Mostre-me um exemplo TRIBUNA DE URUGUAIANA: Brigas de casal, por Gabriel Novis Neves

24 de jan de 2016

Brigas de casal, por Gabriel Novis Neves

Brigas de casal 
Certamente, muito mais relativas à instituição do casamento do que propriamente aos cônjuges, acontecem, com tanta frequência, as brigas de casais. 
Pessoas oriundas de culturas diferentes, com diferentes condicionamentos de vida e de valores são, de repente, jogadas numa convivência diária e promíscua. 
O que anteriormente justificava a razão para esse entrosamento, conhecida romanticamente como amor, logo se transforma num pesado fardo para ambos que, imediatamente, tratam de  viver em função de um bem maior, a organização e manutenção da família. Isso nos é ensinado desde sempre, e se torna um dos pilares da sociedade em que vivemos. 
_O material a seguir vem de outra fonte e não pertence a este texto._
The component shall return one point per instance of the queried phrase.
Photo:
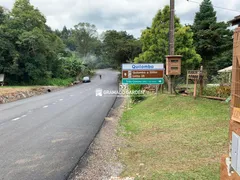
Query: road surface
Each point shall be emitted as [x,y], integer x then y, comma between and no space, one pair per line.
[42,138]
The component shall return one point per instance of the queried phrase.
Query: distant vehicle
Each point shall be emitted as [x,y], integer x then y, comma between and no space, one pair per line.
[86,79]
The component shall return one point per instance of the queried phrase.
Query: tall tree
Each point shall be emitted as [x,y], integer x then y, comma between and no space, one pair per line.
[155,40]
[33,50]
[211,39]
[85,37]
[120,47]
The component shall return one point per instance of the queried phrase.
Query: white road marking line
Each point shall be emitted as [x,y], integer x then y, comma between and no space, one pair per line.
[16,119]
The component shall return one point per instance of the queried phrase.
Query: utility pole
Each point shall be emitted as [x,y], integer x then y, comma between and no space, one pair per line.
[171,40]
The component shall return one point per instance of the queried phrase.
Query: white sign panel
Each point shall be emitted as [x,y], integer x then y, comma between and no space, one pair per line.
[142,66]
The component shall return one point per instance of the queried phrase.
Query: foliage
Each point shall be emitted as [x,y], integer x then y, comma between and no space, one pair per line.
[119,47]
[30,50]
[222,78]
[217,91]
[213,40]
[155,41]
[136,97]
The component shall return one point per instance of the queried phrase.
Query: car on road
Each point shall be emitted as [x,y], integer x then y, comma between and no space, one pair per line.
[86,79]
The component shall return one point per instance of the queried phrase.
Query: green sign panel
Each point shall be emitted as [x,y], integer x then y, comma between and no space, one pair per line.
[143,81]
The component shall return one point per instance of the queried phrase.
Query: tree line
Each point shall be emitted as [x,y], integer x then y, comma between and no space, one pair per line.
[206,42]
[31,51]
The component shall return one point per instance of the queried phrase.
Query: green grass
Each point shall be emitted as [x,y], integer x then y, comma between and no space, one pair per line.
[175,137]
[53,82]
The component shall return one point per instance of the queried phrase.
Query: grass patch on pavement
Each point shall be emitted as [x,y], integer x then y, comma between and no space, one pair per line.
[175,137]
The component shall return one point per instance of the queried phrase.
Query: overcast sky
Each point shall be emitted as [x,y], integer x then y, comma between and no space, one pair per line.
[130,15]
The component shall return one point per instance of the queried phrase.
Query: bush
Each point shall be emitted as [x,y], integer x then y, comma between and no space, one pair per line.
[136,97]
[218,91]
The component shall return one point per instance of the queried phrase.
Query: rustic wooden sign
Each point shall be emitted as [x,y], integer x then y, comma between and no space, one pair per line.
[143,74]
[236,114]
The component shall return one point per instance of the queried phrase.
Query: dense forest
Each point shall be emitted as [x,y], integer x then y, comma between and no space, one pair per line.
[32,53]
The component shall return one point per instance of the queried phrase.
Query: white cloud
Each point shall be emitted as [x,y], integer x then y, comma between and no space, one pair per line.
[130,15]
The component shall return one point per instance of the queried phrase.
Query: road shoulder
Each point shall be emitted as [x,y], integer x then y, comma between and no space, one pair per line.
[100,161]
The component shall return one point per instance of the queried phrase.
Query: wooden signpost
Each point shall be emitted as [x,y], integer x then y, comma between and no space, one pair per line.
[230,163]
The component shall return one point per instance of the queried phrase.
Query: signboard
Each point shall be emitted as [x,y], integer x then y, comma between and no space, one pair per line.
[142,74]
[236,114]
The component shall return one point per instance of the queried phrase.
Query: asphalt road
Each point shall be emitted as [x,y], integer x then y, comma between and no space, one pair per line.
[42,138]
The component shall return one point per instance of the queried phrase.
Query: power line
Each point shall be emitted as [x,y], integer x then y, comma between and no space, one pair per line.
[196,2]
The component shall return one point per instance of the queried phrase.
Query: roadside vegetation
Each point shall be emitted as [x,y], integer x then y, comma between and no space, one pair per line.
[174,137]
[31,53]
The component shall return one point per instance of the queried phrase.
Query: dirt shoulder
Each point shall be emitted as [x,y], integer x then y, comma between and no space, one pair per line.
[10,94]
[101,160]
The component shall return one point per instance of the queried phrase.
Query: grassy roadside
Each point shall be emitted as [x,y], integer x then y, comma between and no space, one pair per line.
[175,138]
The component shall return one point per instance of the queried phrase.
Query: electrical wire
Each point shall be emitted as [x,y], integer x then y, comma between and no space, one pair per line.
[196,2]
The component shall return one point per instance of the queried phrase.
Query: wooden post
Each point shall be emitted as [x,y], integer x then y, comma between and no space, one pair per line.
[195,89]
[234,126]
[201,80]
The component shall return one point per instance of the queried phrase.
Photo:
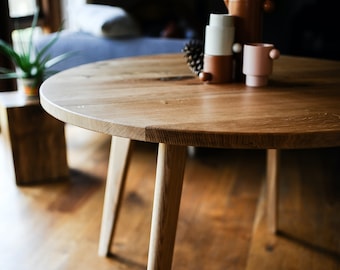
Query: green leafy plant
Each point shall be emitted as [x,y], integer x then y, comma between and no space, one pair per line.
[29,62]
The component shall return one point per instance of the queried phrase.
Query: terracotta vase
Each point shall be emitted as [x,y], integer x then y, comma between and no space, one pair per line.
[31,86]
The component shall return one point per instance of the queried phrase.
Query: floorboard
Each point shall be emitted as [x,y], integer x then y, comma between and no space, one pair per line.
[222,219]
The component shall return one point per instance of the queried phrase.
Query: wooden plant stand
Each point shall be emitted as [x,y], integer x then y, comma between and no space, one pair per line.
[34,140]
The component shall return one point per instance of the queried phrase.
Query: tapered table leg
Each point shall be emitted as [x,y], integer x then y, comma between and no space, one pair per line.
[168,190]
[118,164]
[273,159]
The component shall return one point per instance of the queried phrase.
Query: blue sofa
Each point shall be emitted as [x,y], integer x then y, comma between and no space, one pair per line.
[89,48]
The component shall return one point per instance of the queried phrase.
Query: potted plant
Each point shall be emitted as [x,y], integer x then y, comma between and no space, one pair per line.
[31,66]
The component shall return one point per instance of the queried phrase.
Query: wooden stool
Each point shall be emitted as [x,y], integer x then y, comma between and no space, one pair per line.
[34,140]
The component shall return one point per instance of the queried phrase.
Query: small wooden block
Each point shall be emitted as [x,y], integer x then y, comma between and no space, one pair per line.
[35,141]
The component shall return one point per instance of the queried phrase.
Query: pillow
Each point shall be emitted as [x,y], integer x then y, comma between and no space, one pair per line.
[107,21]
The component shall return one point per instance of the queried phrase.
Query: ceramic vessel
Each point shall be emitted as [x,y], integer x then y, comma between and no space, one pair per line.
[258,63]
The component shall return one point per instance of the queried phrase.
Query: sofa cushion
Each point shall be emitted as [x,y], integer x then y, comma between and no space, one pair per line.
[89,48]
[108,21]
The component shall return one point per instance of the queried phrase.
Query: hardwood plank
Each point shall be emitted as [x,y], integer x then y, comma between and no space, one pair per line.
[222,223]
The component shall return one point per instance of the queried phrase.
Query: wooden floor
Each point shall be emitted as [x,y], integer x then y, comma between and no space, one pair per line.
[222,222]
Jamais fomos consultados se este é o estilo de vida que mais nos agrada. Assim as nossas escolhas afetivas vão sendo sufocadas pela vida afora, sem mais nem por que. 
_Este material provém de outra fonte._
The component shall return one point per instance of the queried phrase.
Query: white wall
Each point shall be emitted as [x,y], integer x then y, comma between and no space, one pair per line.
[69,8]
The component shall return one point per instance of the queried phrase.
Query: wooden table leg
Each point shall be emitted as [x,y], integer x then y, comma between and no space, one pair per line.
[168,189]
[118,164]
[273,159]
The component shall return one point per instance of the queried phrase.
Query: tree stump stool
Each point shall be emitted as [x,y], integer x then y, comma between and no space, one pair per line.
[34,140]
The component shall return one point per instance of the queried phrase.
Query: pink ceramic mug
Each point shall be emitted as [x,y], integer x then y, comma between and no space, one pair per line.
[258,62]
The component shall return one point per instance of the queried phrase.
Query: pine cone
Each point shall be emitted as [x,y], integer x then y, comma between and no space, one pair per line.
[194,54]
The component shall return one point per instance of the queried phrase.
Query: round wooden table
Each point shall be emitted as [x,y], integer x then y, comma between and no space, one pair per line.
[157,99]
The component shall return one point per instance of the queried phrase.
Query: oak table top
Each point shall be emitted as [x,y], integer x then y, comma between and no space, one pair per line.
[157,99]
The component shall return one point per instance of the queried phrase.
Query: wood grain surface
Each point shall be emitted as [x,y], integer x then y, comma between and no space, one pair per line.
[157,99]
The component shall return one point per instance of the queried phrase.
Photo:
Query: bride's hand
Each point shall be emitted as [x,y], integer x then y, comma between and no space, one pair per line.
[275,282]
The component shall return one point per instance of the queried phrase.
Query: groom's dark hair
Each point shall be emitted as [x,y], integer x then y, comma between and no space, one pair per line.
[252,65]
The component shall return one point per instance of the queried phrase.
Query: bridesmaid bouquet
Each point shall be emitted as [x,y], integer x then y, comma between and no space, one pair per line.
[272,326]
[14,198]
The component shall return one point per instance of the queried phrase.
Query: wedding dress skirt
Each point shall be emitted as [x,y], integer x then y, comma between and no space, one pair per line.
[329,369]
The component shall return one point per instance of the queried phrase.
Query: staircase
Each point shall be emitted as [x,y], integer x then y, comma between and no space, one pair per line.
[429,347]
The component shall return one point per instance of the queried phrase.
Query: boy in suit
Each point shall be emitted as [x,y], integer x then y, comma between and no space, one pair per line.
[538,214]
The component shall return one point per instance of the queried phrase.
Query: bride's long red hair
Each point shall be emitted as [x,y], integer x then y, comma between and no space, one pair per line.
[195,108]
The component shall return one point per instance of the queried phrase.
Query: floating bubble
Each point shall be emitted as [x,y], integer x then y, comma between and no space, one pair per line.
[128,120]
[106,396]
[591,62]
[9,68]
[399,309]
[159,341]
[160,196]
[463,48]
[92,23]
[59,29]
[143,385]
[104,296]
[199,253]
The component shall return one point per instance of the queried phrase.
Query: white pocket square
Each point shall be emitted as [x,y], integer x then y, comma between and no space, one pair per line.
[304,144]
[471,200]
Não é de se estranhar que essa verdadeira prisão emocional, na maioria das vezes emoldurada por comportamentos hipócritas de ambas as partes, traga inúmeros problemas de convivência, inclusive para a prole formada nesse núcleo familiar. 
A tendência é sempre culpar as pessoas, esquecendo-se assim de que o grande vilão é o tipo de organização que impõe a anulação  de um dos cônjuges, ou de ambos, quando se instala  o estado de anestesia familiar. 
Assim são empurrados inúmeros casamentos, algumas vezes até considerados muito felizes pela moral vigente. 
Mecanismos de prosperidade econômica, na grande maioria das vezes,  ajudam, e muito, na manutenção da muleta mútua. 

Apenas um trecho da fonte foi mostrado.